When viewed through this lens this low pressure rehash is really a clearer understanding of the relationship between variables. Water debit is related to pump pressure. Pump pressure is related to tamp pressure. Brew temperature is related to the coffee grinds temperature. Time is related to fineness of the grind. These variables combine to influence your ratio, while also promoting or demoting successful temperature and diffusional equilibrium. Physics guides all of this.
If I’m going to quote everyone else, I may as well quote myself here, as I’ve said this before and I feel it needs to be said again: “none of this is really new, it’s part of basic espresso theory we’ve all been taught … What is new is our understanding of the physics involved, and for that we need a new paradigm of thinking.”
I’m not alone in this thinking. Mat has written a brilliant piece here, outlining his own experiences with low pressure, with his thoughts on the possible mechanisms involved. I share and agree with them all, and while I may not yet fully understand the “how” – I know what it tastes like in the cup. Perhaps consider these two pieces the first sentence in a broader conversation, continued on by anyone else who decides to untwist the nut and go low.

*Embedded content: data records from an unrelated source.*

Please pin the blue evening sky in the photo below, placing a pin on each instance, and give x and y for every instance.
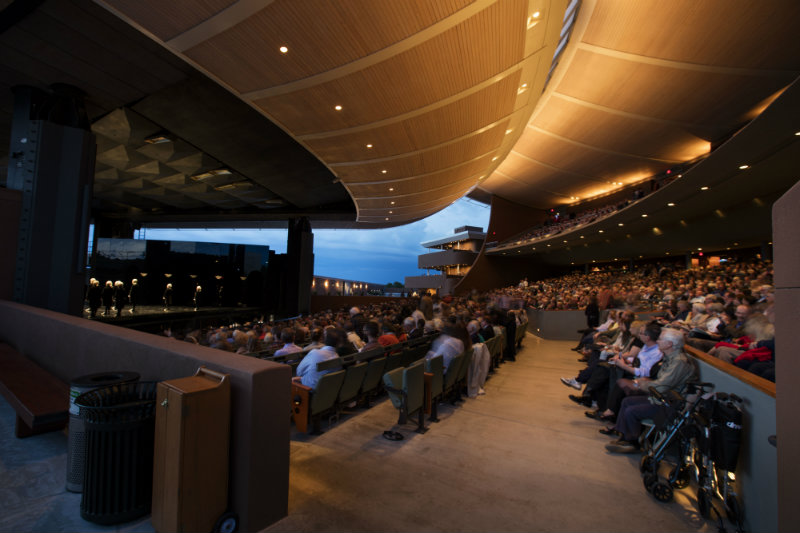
(375, 256)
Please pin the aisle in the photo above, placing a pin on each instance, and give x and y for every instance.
(521, 458)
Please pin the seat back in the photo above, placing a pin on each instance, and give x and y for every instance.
(435, 366)
(393, 380)
(410, 355)
(351, 385)
(394, 360)
(324, 396)
(372, 376)
(414, 387)
(465, 362)
(452, 372)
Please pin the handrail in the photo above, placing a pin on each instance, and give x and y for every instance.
(757, 382)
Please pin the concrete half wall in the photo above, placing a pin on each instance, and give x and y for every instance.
(70, 347)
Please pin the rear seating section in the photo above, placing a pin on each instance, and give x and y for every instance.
(415, 385)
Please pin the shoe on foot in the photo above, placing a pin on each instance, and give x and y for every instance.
(622, 446)
(586, 401)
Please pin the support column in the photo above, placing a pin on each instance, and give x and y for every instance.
(52, 165)
(299, 267)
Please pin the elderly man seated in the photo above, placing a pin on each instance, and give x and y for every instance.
(676, 371)
(307, 372)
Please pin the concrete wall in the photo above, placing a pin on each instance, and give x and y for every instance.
(786, 249)
(71, 347)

It took me three months to cast off the shackles of 9 bar theory, lower my pump pressure and my brew temp, under-dose, tamp light, grind fine, and pull long. Along the way I’ve had the immeasurable help, either outright, tacitly, or unknown, from Christopher Hendon, Mat North, Chris Kipp, Matt Perger, Andy Schecter, Gregory Scace, and many others. But it was always the physics that lead me here. This low pressure lark is not a rehash – it’s how espresso should’ve always been made. It’s just taken us a while to get there.